Лес рубят – щепки летят. Кто-то пострадает – в
России иначе не бывает. Однако такая федеральная
политика бесперспективна и пагубна, поскольку
фактически ликвидирует точки роста (что, кстати,
и случилось с россйским крестьянством).
Достаточно вспомнить недавнюю историю с
закрытием школы М.П.Щетинина.
Как бывшему директору такого
«кулацкого хозяйства» мне, конечно, обидно. Ведь
иногда отношение к людям и к школам как к щепкам
даже объявляют нашим культурным достоянием..
Зато, мол, у нас общественное выше личного, ты
пострадаешь – утешайся тем, что в целом стране
стало лучше.
С точки зрения международного опыта,
подушевое финансирование школ – это абсолютно
правильная линия. Но надо вводить любые новации
так, чтобы выигравших было больше, а проигравших
как можно меньше. Для европейцев это очень важно.

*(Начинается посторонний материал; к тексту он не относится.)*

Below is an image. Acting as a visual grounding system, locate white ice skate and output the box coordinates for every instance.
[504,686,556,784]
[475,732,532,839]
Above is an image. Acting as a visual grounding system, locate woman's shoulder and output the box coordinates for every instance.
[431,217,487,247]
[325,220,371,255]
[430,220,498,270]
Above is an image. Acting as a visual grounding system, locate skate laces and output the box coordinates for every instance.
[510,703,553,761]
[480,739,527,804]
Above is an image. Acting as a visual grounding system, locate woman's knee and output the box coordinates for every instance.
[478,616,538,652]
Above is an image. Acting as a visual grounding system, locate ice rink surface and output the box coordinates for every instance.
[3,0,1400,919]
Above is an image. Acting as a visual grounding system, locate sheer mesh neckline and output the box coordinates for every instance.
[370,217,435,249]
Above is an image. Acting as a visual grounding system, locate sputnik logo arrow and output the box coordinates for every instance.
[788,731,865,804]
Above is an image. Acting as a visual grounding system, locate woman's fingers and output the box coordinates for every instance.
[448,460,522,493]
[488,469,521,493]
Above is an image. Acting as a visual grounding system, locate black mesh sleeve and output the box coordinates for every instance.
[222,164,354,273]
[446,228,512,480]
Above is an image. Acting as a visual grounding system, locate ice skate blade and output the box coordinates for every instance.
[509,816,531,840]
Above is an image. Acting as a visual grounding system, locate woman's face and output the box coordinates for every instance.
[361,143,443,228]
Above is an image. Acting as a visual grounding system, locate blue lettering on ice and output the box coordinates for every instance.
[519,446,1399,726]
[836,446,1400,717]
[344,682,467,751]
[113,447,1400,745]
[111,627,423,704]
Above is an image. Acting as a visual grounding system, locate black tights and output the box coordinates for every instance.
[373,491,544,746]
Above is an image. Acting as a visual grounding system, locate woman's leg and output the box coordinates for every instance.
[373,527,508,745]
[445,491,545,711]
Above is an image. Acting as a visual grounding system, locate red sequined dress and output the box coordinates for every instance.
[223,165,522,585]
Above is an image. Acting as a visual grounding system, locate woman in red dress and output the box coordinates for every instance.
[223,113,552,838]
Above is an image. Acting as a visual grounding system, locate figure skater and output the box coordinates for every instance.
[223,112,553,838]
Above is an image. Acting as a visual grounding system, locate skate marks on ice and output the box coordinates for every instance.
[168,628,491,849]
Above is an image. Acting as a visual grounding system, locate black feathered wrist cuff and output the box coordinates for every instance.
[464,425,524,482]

Когда они слышат, что «лес рубят – щепки летят», у
них глаза лезут на лоб. Они этой пословицы понять
не могут. Для них люди, школы – это не щепки.
В большинстве западных стран работают
подушевые формулы. Но их полное введение шло
долго – так, чтобы постепенно менялась сеть школ,
подстраивалась к новой логике, а не
перекраивалась одним ударом.
Кроме того, западные схемы
ориентированы на то, чтобы бедные слои населения
не страдали. Теоретически разные дети могут
приносить с собой разные деньги. В
Великобритании подушевой вклад учеников из
бедных семей умножается на очень большой
коэффициент. То есть финансово школу
заинтересовывают в том, чтобы в нее пришло больше
ребят из проблемных семей. У нас этого, к
сожалению, пока не предполагается.
Во многих американских штатах смотрят
не только на бюджет; ведь ребенок представителей
среднего класса получает ежемесячно 200 долларов
на образование от семьи. Значит, ребенку из
бедной семьи от государства нужно получать хотя
бы сто долларов. У нас этого нет, хотя, с моей
точки зрения, должно бы быть важной частью логики
бюджетного финансирования.
– А как бы вели себя европейцы,
если бы им пришлось проводить у нас политику
перехода на подушевое финансирование? Что они
сделали бы иначе?
– Во-первых, европейцы эту политику стали
бы проводить реально, а не на словах. Ведь
Президент Российской Федерации о необходимости
введения подушевого финансирования сказал еще в
своем Послании в 2000 году. До сих пор регионов, в
которых эти схемы пробовали вводить, всего
пять-шесть. А европейцы бы не ограничивались
столько лет разговорами о важности данной темы, а
с 2000 года у них был бы создан план, в каком
количестве регионов и в каком году будет
осваиваться новая схема. Во-вторых, они включали
бы в план введения подушевого финансирования
мероприятия по смягчению социальных
последствий, чтобы минимизировать число
проигравших. Я по этому поводу часто спорю со
своими коллегами. Они говорят: конечно, надо
отслеживать последствия – если будут
проигравшие, им надо помогать. А европейцы не
ждали бы, пока проигравшие обнаружатся. Они
построили бы программу так, чтобы понять, кто
будет проигрывать, – и сразу вводили бы
смягчающие меры.
Три взгляда на изменение сети школ
– Здесь я хочу сразу заявить одну
принципиальную вещь. Привычные разговоры о том,
что Всемирный банк настаивает на закрытии
малокомплектных сельских школ, абсолютно не
соответствуют действительности. Смысл наших
образовательных программ, связанных с
изменением сети школ, совершенно в другом.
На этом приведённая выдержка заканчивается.